Napoleon as Ozymandias

Napoleon as Ozymandias
Jean-Léon Gérôme: "Bonaparte Before the Sphinx" (1886), Heart Castle, San Simeon, California

In 1815, when Napoleon escaped from the island of Elba, Byron wrote in a letter how much he admired Napoleon, the Romantic hero he wanted to be.

It is impossible not to be dazzled and overwhelmed by his character and career. Nothing ever so disappointed me as his abdication, and nothing could have reconciled me to him but some such revival as his recent exploit; though no one could anticipate such a complete and brilliant renovation.
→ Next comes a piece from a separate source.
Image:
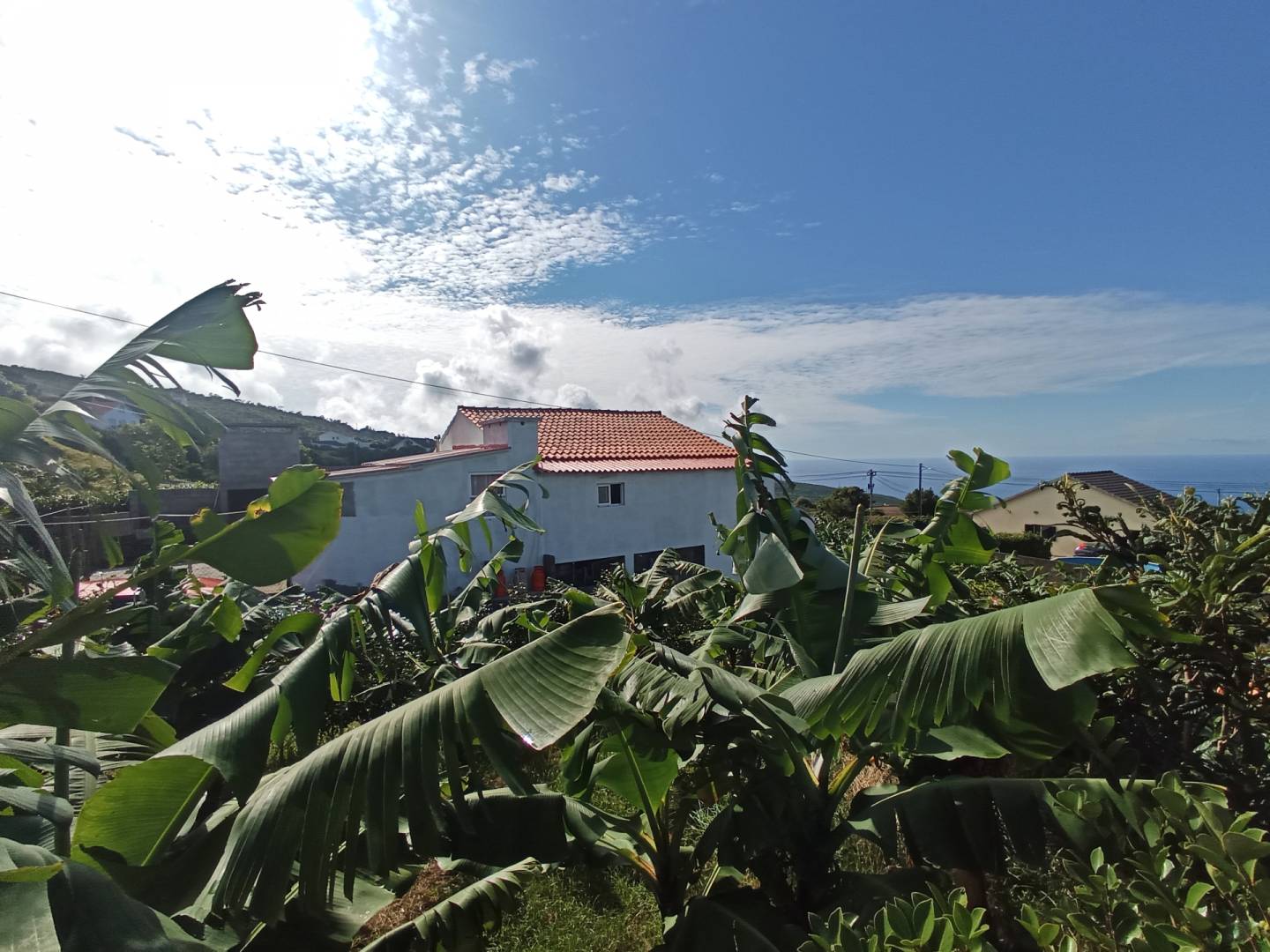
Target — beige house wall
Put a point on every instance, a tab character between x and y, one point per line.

Shelley felt differently. In 1816 he wrote in Feelings of a Republican on the Fall of Bonaparte:

I hated thee, fallen tyrant! I did groan
To think that a most unambitious slave,
Like thou, shouldst dance and revel on the grave
Of Liberty.

For Shelley, Napoleon was a bloody tyrant who had betrayed the Revolution, a vain Ozymandias (1818). That image resonated because it was during Napoleon's invasion of Egypt in 1798 that the Rosetta Stone was rediscovered and Europe made its formal reacquaintance with the Sphinx herself.

Vedder-The-Questioner-of-the-Sphinx
Elihu Vedder: "The Questioner of the Sphinx" (1863), the Museum of Fine Arts, Boston

For Shelley, there was a sense of illegitimacy here that was spiritual - we are all in a "waking dream." Life itself was illegitimate, a "ghastly dance" (these are quotes from his final poem, The Triumph of Life in 1822). He had a point, of course, for the vast gap between rich and poor in England was at its widest during these decades. If Byron's reaction was individualistic (I too am an orphan), then Shelley's was generalized (we are all orphans). Byron imagined himself as Childe Harold, Don Juan, Manfred, Cain and Lucifer, but Shelley seems to have thought we are all the vain Ozymandias or the tortured Prometheus.

The Sphinx herself - the original mythological figure - has provided for an equally rich symbolism as Napoleon. For Francis Bacon, writing in Wisdom of the Ancients (1609), the Sphinx could be science itself: "For science may, without absurdity, be called a monster."